Tra questi vi sono per esempio: l’illuminazione pubblica, la manutenzione delle strade, la sicurezza, l’anagrafe, ecc. Inoltre, va anche sottolineato che con le aliquote della Tasi il comune dovrà approvare l’elenco dei servizi che verranno pagati con l’introito del nuovo tributo e le somme destinate a ciascuno di essi.

Entrando nel merito, invece, di quando si paga la Tasi, è necessario evidenziare che, anche se questo è un aspetto che decide ogni singolo comune, bisogna tenere conto del fatto che devono essere previste almeno due rate semestrali. Successivamente, sulla base di questa ipotesi, il cittadino può decidere liberamente se pagare la tassa con un unico versamento entro il 16 giugno dell’anno di riferimento.

Chi paga la Tasi e quanto ammonta

Riguardo invece i soggetti che devono pagare la Tasi, la legge prevede che l’imposta deve essere corrisposta sia dal proprietario dell’immobile (incluse le prime e seconde case, gli uffici, i negozi, i capannoni, le pertinenze) sia dagli inquilini, in diversa misura. 

Nel caso di immobili dati in uso a familiari o affittati, quando il soggetto che detiene l’immobile lo utilizza come abitazione principale, la Tasi è dovuta solo dal possessore. Tra l’altro è importante sottolineare che dal 2016, l’imposta la non è più dovuta sulle abitazioni principali e relative pertinenze.

Come si calcola la Tasi

Ricordando che è ogni comune che stabilisce le aliquote della TASI (avendo riguardo ai costi per i servizi indivisibili che prevede di sostenere nell’anno) e che l’imposta varia in base al tipo di immobile, uno dei problemi principali è che il contribuente deve calcolare la Tasi per conto proprio.

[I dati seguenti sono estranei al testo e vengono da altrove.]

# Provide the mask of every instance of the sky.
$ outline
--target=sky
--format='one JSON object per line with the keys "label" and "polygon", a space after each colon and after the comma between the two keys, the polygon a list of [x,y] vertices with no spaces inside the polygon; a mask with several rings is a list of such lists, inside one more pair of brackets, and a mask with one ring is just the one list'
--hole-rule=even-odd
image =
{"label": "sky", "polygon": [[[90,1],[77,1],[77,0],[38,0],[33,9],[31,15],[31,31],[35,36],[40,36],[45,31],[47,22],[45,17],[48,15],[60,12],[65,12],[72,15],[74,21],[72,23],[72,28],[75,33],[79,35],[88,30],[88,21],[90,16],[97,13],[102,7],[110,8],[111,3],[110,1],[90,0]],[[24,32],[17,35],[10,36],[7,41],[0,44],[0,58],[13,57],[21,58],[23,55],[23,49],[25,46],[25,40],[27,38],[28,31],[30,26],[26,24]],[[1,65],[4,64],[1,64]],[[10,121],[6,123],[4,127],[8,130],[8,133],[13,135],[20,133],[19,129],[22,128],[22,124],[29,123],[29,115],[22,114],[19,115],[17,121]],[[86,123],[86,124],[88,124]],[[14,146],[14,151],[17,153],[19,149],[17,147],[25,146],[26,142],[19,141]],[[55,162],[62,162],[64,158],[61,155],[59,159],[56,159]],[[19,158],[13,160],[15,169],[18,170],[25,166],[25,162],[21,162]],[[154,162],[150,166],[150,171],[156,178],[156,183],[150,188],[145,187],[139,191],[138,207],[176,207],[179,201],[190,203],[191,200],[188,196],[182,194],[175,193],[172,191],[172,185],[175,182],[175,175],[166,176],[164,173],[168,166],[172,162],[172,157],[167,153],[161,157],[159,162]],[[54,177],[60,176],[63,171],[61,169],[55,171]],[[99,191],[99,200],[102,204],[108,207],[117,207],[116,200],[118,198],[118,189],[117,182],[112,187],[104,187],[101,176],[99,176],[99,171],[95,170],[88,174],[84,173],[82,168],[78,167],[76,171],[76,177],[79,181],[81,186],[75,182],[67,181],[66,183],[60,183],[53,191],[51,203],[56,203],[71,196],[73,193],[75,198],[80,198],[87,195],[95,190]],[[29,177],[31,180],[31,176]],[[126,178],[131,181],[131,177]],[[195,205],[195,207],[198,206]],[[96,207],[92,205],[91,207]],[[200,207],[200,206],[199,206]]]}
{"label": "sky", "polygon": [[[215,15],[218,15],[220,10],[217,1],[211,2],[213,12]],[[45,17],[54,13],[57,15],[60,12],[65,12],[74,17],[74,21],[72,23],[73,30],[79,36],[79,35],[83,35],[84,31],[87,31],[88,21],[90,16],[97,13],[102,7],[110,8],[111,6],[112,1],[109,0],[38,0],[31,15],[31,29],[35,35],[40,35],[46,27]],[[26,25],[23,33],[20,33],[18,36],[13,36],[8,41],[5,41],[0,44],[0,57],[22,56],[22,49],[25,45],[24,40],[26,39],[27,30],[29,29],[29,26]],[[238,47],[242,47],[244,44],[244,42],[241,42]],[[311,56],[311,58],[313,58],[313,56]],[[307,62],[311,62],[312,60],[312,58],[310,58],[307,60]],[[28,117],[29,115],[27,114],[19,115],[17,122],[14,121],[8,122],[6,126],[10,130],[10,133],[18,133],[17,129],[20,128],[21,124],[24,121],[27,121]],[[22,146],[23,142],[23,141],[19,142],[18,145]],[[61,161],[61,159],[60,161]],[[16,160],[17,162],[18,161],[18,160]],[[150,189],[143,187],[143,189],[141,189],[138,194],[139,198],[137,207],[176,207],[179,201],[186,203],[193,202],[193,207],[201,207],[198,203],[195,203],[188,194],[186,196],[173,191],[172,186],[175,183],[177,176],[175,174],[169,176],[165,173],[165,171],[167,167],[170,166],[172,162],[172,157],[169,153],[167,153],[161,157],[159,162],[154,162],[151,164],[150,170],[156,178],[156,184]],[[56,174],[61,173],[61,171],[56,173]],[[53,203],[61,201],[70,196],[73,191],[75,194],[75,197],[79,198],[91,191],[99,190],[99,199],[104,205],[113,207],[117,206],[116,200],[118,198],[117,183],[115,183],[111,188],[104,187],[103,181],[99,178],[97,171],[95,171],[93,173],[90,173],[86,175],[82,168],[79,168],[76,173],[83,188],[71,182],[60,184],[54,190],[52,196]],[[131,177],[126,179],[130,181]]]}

Ciò non è molto semplice però.
Infatti, entrando nel dettaglio, la rendita catastale dell’immobile deve essere rivalutata del 5% e moltiplicata per un coefficiente pari:

  • a 160 per case e abitazioni,
  • a 80 per gli uffici,
  •  a 55 per i negozi,
  •  a 65 per gli immobili strutturali. 

Successivamente, il risultato va moltiplicato per le aliquote stabilite dai singoli Comuni italiani e al totale vanno sottratte eventuali detrazioni. Infine, come dicevamo, visto che gli inquilini e il proprietario dell’immobile pagano l’imposta in diversa misura. I primi pagheranno una quota compresa tra il 10 e il 30%.